Хорошо, что рядом был Сканд, он не давал чесаться, отвлекал поцелуями и ласками, поглаживаниями и умопомрачительным сексом. Они спаривались, как два ошалелых кролика, бросаясь друг на друга с неистовством и азартом подростков. И стоило замереть, пережидая очередной оргазм, как следующую мышцу сводило судорогой, и снова кости начинали болеть и зудеть просто до истерики. Лекс тогда посочувствовал Тургулу, у которого кости растут уже какой день. Теперь понятна его раздражительность, крики и зубовный скрежет по ночам. Это действительно настоящая пытка!
— Линька — это всегда так больно? — Лекс посмотрел на Тару, которая неприкрыто любовалась его новым телом.
— Человек растет от одной линьки, до другой, — Тара пожала плечами, — первая линька у детей всегда болезненна, они много двигаются и кости формируются под новые требования тела. Но если в дальнейшем девушка или младший не будут нагружены физической работой, то линька будет скорее сексуальным приключением, когда желание потрахаться заглушает любые другие желания.
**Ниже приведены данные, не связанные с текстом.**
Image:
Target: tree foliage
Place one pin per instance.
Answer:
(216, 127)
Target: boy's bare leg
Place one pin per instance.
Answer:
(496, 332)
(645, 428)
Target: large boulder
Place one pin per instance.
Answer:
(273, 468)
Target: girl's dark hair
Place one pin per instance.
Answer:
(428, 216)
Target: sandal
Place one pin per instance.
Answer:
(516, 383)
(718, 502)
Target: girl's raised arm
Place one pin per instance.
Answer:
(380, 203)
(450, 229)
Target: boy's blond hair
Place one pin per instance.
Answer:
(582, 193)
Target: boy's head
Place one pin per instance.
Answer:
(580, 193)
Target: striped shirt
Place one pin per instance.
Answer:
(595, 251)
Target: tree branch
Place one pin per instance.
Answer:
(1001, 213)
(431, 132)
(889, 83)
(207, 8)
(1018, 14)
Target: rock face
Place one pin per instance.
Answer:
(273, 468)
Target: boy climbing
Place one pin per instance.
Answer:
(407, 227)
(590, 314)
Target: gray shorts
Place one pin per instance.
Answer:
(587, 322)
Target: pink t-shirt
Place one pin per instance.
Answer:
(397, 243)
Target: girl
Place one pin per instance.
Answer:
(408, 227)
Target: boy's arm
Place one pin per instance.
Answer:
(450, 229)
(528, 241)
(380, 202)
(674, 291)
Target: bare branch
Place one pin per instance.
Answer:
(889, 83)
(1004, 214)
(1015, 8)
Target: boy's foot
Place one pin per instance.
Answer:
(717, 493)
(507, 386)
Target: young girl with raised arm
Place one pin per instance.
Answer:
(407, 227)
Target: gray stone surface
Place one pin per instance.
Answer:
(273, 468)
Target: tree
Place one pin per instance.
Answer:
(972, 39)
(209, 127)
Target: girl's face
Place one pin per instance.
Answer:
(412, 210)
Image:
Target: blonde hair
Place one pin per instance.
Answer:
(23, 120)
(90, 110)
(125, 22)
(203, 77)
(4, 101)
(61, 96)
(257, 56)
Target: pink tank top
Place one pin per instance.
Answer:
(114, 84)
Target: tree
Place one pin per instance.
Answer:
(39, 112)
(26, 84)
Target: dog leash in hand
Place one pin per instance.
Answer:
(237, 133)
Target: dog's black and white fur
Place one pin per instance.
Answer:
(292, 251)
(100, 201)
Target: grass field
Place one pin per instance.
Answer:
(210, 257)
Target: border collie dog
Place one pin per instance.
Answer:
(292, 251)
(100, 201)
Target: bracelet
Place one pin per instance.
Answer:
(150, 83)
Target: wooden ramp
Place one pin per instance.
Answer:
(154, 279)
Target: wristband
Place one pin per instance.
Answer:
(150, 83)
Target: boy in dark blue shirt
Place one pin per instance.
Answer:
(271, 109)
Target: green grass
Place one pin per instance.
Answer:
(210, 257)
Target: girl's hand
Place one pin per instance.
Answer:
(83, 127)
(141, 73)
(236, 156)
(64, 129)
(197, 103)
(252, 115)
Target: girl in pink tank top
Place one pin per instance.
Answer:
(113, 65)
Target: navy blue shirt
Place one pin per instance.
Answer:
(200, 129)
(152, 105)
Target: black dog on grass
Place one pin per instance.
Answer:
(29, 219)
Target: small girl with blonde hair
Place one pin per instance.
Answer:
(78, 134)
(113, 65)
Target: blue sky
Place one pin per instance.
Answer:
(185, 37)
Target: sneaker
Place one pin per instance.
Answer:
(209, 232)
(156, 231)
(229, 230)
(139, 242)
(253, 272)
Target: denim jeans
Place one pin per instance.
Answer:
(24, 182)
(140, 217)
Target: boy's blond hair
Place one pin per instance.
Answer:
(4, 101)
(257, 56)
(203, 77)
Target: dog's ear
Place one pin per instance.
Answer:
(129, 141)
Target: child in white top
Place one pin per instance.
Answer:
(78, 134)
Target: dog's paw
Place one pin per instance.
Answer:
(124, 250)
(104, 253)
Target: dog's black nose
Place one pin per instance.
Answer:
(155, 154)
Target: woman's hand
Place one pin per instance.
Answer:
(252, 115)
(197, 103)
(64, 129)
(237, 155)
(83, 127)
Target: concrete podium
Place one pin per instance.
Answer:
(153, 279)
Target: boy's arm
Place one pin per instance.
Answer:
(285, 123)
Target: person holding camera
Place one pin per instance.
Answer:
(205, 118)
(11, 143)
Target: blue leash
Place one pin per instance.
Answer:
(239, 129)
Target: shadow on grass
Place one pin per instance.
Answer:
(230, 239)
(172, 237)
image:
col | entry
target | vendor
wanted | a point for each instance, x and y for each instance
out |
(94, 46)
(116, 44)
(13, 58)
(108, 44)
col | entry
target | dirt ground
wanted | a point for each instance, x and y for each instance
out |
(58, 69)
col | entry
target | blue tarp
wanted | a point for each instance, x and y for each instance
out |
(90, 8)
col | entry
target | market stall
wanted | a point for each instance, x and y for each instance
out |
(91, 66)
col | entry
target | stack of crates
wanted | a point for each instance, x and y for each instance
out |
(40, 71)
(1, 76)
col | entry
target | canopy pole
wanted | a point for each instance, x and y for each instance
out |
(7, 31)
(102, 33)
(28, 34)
У старших и вторая и третья линьки болезненны. У воинов или ремесленников идет большая физическая нагрузка, и тело во время линьки формируется под новые условия выживания. Молодые воины вырастают за вторую линьку сантиметров на двадцать в течение дня. Конечно, это будет больно. Ты тоже не сидел на месте, вот и получил в итоге! Теперь ты похож на молодого воина больше, чем на младшего. Раньше ты был милашкой-симпатяжкой, а теперь ты сексуальный молодой парень, и не удивляйся, что теперь на тебя будут смотреть не только мужчины, но и женщины. Окажись ты в казарме, ты стал бы ценным призом для победителя. Я слышала, там существуют негласные соревнования за таких партнеров. Хорошо, что со Скандом не все решатся связываться, если бы твой старший был менее сильным воином, ему пришлось бы доказывать свое право на тебя.
— Но у меня есть муж! — возмутился рыжик.
— И кого это останавливало? Муж не стена, — пожала плечами Тара, — никто не может запретить иметь любовника или двух… порой такие отношения среди патрициев даже приветствуются. Это помогает семьям вести совместный бизнес. Когда отношения держатся не только на честном слове, но и на сексуальном влечении, это только укрепляет общее дело. И я бы тебе советовала сейчас остерегаться женщин. Они начнут тебя домогаться и, в отличие от мужчин, они ревнивы и не терпят пренебрежения к себе. Официальные жены опираются на свои родственные связи и порой имеют власти в семье столько же, сколько и старшие мужья. У вас со Скандом нет и не будет жены, а следовательно, никто вас не прикроет перед женами патрициев, которые будут теперь неприкрыто домогаться и тебя и Сканда.